The design of the true hidden-label competition the D12 amendment deferred. The open dataset publishes every committed label, so a competition needs labels that were never committed: a forward holdout of maneuvers with epoch strictly after the public dataset's freeze, reconstructed from the same operator feeds via the D2 recipe and never written to labels.json / splits.json. Disjointness is purely temporal (a single epoch > freeze cut), so the same object may appear on both sides. The holdout is rolling, keyed to the release cadence — at each release the matured window is revealed into the next public dataset and a fresh forward window becomes the new private holdout. On a never-committed holdout the full D12.3 firewall is restorable: hidden labels, a public/private split scored once at the reveal, the rate limit now an integrity bound, and the aggregate-only / fixed-schema round trip. LEO and MEO carry the competition from launch; the D15 operator feeds (QZSS, NOAA GOES) populate GEO/IGSO for real. The board itself is a follow-up build, gated on a v0.3 release first freezing the public dataset to define epoch > freeze; this decision fixes its shape, not its code.

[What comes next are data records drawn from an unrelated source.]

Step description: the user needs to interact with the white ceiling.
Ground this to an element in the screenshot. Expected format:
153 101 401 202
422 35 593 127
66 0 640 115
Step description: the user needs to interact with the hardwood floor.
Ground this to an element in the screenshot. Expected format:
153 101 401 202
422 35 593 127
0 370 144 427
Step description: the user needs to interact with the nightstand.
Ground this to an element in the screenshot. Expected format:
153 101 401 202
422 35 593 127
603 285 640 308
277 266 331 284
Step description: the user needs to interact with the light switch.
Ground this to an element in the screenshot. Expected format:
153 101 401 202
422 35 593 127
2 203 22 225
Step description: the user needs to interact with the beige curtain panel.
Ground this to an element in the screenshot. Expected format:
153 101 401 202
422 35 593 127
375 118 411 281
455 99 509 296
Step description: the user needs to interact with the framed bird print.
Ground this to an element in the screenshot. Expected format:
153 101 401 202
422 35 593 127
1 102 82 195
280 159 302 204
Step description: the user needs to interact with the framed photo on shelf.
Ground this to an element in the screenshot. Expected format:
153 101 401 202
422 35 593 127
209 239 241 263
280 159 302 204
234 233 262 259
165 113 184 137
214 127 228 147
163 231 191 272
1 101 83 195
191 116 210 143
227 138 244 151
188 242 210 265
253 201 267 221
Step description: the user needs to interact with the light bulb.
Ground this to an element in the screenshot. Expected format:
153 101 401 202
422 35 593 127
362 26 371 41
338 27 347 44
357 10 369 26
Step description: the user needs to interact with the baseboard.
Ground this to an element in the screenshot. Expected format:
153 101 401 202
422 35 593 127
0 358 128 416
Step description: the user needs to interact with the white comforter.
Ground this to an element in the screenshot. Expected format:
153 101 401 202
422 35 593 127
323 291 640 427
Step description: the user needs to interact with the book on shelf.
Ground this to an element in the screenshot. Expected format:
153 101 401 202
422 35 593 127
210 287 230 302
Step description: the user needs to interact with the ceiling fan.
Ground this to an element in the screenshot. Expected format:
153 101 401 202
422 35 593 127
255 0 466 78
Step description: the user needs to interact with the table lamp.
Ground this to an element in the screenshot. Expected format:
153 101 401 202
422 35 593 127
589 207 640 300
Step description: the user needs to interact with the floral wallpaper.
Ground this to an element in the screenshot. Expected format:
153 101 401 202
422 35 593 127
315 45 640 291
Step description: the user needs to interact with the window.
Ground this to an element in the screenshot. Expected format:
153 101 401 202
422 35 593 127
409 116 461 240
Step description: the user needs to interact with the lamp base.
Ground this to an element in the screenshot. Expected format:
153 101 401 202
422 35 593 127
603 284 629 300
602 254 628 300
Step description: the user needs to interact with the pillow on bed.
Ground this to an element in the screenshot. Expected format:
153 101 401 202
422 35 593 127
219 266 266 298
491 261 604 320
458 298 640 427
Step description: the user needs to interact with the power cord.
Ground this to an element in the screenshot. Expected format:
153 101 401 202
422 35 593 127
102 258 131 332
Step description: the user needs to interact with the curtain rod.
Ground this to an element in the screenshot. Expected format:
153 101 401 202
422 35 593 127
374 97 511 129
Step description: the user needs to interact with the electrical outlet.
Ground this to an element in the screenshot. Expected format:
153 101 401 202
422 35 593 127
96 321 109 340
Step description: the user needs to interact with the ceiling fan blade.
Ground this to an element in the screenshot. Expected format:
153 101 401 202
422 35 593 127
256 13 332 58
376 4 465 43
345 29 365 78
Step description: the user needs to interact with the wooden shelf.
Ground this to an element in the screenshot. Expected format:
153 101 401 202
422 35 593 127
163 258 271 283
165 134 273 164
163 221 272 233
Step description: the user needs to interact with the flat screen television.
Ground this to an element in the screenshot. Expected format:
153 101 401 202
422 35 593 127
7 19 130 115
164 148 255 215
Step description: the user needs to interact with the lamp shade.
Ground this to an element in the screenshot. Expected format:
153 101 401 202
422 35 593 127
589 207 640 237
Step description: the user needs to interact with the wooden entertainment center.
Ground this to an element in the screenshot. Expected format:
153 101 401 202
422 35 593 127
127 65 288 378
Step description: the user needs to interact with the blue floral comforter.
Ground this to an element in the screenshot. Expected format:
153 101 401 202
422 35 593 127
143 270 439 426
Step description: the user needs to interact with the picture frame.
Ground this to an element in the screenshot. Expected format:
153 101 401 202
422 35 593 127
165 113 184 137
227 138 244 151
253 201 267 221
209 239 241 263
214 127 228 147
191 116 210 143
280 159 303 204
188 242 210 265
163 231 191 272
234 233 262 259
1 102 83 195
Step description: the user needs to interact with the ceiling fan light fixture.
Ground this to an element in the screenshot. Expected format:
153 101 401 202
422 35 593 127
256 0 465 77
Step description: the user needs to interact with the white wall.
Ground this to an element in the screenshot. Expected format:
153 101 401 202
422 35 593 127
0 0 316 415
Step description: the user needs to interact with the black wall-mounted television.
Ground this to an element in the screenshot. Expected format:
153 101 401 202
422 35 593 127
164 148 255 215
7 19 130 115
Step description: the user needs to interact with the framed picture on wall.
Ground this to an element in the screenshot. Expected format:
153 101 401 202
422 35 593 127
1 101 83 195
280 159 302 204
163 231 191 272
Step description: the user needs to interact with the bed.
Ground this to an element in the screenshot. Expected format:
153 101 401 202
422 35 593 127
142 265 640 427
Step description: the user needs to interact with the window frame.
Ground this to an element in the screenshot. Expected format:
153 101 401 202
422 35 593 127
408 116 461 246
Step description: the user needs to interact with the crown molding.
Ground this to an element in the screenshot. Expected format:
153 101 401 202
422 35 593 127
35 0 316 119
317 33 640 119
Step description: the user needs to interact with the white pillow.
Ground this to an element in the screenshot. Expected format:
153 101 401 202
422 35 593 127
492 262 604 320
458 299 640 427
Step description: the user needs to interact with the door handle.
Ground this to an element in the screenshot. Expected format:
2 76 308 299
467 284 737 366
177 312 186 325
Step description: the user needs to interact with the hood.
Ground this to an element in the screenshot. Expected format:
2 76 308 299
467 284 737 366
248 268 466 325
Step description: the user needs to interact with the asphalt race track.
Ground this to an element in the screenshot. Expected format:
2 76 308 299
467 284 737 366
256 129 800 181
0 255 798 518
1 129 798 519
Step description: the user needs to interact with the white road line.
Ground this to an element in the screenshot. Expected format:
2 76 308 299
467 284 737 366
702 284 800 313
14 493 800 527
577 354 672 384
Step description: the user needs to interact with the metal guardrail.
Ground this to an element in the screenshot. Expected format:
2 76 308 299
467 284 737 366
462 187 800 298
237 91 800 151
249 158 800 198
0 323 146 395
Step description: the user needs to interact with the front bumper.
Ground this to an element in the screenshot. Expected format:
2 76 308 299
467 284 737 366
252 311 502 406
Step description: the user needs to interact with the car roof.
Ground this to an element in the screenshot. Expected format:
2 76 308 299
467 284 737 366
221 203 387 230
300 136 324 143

D17 — v0.3 score-protocol bump: per-class operating point + baked-in calibration¶

The publish half of the uncertainty-calibration work, applied to the real v0.3 baselines (the calibration machinery — reliability diagrams, temperature scaling, split-conformal — landed earlier as model-agnostic code; see the benchmark protocol):

Per-class operating point in the report. ScoreReport.to_json gains a per-class operating_point_confidence — the confidence cut admitted within the false-alarm budget at the headline operating point. It is additive (every prior field byte-for-byte unchanged) but it changes the frozen scorer artifact, so it is a v0.3-boundary change, not a v0.2 patch.
Calibration baked into the bundle, not re-fit at load. Each published detector carries a calibrator (temperature scaling + a split-conformal predictor) fit on the val split only — never the test labels — frozen into its bundle, so a loaded model emits calibrated confidence with no calibration data at inference (the same can't-drift discipline as the model card). Old bundles without a calibrator load unchanged.
Reliability + operating points are published, not asserted. The per-class reliability curve and the calibrated operating point are recorded into the bundle and rendered onto the model card; consistent with the no-committed-real-data convention, the committed docs carry the methodology and a bundle→diagram helper, and the real-data figures are rendered at the credentialed release-cut run.
The leaderboard tolerates the field by ignoring it — its public response stays a strict aggregate subset (headline recall per class, the operating point, the timing floor), so the new field neither leaks into a response nor changes scoring.

Derived from the v0.1, v0.2, and v0.3 prerequisite studies and the project charter.